The orange pigment, carotene, itself
exists in a number of variations and is responsible for the colours of carrots
and oranges. One of the variants, beta-carotene, is broken down by mammalian
digestive systems into vitamin A, each molecule of carotene forming two
molecules of the vitamin. Alpha-carotene, in contrast, produces only half as
much. Vitamin A, as such, is not found in plants, but is stored in the fats of
creatures that have eaten carotene.
Another variant, lycopene, is responsible
for the red colour in such fruits as tomatoes. Similar in structure to the
carotenes, but with oxygen atoms attached, are the yellow carotenoid pigments
known as the xanthophylls.
Carotene and the carotenoids absorb
ultra-violet radiation that might otherwise damage chlorophyll. They give
colour to orange and yellow lichens and also to plants that lack chlorophyll,
such as fungi.
Insects concentrate carotenoids in their
bodies from eating plants and green leaves. Birds, in turn, eat insects, with
the result that carotenoids are largely responsible for the colours of their
plumage, particularly red, orange and yellow feathers. When pollution reduces
insect populations, the plumage of many birds becomes much duller because of a
lack of carotenoids in the birds’ diets.
As summer comes to an end, and decreasing
sunlight means that trees lose water at a faster rate than they can convert it
to sugars, production begins to slow down. The carotenoids start to show their
colours and the chlorophylls break down to compounds of equally vivid hue,
giving rise to the glories of autumn woodlands.

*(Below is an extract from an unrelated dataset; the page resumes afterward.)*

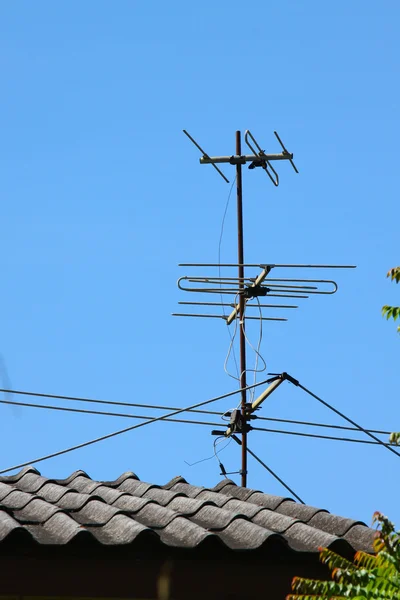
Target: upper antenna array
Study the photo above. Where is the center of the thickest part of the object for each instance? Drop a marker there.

Chemical activity, however, does not
cease. Red, blue and violet pigments, called anthocyanins, shade the fruits
that have been developing all summer. These can change colour according to
acidity. Blackberry and elderberry juice, for example, turn red in acid and
yellow in alkali. Beetroot and red cabbage show similar effects, so that these
pigments may be used to distinguish between acids and alkalis.
Together with carotenoids, the anthocyanins have coloured the flowers throughout the spring and summer, to attract the insects necessary to pollinate the seeds. They now serve to attract birds and animals to the fruits, so that the ripened seeds can be spread around the countryside. There they lie dormant through the winter months, ready to begin the new greening of the land with the arrival of the next spring.